The Botswana communities are extremely dissatisfied at the process in which these elephant hunts are being marketed. There was meant to be a tendering process rather than an auction but clearly there is no governance capacity.

The qualifying criteria explicitly excludes tourism operators or Foundations, such as ourselves that do not necessarily want to hunt elephants but do desire to fund non-consumptive conservation in Botswana.”

Africa’s elephant population has plummeted by more than two-thirds since 1979—from 1.3 million to a mere 414,000 in 2015—according to the International Union for Conservation of Nature.

Poaching continues to be the leading cause of the declining population and environmentalists fear that licensed hunting could encourage more.

Speaking to the Independent, Eduardo Goncalves, founder of the Campaign to Ban Trophy Hunting, said:

“Trophy hunting is artificial selection. By targeting the biggest and strongest animals, it leaves the weaker, smaller animals behind.
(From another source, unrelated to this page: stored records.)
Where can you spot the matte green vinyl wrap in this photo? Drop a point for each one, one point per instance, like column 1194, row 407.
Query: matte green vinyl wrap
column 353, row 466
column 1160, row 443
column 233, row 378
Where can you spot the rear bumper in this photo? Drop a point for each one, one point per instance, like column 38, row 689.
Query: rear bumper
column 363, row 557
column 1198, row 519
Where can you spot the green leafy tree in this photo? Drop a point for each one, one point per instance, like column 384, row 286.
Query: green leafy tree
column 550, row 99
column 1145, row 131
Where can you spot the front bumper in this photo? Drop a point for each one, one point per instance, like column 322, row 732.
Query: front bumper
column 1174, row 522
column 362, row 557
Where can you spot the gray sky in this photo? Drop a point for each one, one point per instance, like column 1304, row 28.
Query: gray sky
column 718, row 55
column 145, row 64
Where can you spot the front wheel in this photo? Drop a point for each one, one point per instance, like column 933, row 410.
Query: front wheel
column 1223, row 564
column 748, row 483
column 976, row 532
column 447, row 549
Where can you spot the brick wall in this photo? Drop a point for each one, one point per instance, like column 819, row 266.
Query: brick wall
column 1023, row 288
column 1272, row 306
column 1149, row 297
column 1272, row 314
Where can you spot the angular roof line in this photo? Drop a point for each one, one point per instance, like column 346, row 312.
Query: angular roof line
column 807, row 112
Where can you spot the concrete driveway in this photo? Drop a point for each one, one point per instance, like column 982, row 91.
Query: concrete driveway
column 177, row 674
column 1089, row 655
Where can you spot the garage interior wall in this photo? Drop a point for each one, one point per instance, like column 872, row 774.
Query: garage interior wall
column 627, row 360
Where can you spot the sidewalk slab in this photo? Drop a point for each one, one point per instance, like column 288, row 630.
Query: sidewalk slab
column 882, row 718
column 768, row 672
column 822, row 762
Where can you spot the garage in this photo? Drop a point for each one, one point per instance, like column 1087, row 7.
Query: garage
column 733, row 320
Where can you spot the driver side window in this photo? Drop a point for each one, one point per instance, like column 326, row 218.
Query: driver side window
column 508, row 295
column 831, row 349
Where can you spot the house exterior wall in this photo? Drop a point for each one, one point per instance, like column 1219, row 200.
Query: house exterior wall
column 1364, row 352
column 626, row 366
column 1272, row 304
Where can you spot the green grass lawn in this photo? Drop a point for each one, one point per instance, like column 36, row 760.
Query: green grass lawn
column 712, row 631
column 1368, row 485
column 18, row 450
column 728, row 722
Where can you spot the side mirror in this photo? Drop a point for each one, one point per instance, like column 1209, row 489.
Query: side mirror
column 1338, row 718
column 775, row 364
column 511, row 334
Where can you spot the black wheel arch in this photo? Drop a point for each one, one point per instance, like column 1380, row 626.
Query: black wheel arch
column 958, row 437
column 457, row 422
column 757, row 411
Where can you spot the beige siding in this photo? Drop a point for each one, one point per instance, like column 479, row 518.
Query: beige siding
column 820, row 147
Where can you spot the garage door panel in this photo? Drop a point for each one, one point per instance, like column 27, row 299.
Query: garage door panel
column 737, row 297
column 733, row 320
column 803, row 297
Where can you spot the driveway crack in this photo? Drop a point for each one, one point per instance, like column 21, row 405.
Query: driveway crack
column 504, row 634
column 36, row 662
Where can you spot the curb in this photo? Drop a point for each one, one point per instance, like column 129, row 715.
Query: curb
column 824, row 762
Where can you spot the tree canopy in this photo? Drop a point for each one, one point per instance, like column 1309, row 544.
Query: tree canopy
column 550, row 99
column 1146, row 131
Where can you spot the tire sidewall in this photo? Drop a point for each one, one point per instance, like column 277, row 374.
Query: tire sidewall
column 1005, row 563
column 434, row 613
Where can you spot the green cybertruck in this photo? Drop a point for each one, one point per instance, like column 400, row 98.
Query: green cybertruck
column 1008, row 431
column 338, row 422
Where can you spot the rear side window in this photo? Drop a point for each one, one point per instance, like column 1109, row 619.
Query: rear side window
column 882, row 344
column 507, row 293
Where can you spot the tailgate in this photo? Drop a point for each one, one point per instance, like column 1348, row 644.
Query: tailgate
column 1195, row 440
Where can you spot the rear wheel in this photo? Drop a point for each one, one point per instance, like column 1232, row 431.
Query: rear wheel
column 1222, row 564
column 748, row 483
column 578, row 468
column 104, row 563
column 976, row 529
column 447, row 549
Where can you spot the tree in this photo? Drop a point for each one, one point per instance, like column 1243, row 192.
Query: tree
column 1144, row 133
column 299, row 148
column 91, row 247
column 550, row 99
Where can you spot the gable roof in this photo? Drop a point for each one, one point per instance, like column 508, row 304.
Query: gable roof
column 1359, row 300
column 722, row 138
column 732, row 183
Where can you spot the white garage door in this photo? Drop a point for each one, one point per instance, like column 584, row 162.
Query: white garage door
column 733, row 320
This means the best genes are being lost, so the species will be less able to adapt to accelerating climate change, it will be more prone to disease, and the risk of extinction is greater.”

An estimated 100 African elephants are killed daily by poachers for the lucrative illegal trade in ivory, meat, and body parts.

A quote from Samuel Wasser of the University of Washington on the World Elephant Day’s website explains the important role of the elephants in their natural environment:

“Without elephants there will be major habitat changes, with negative effects on the many species that depend on the lost habitat.”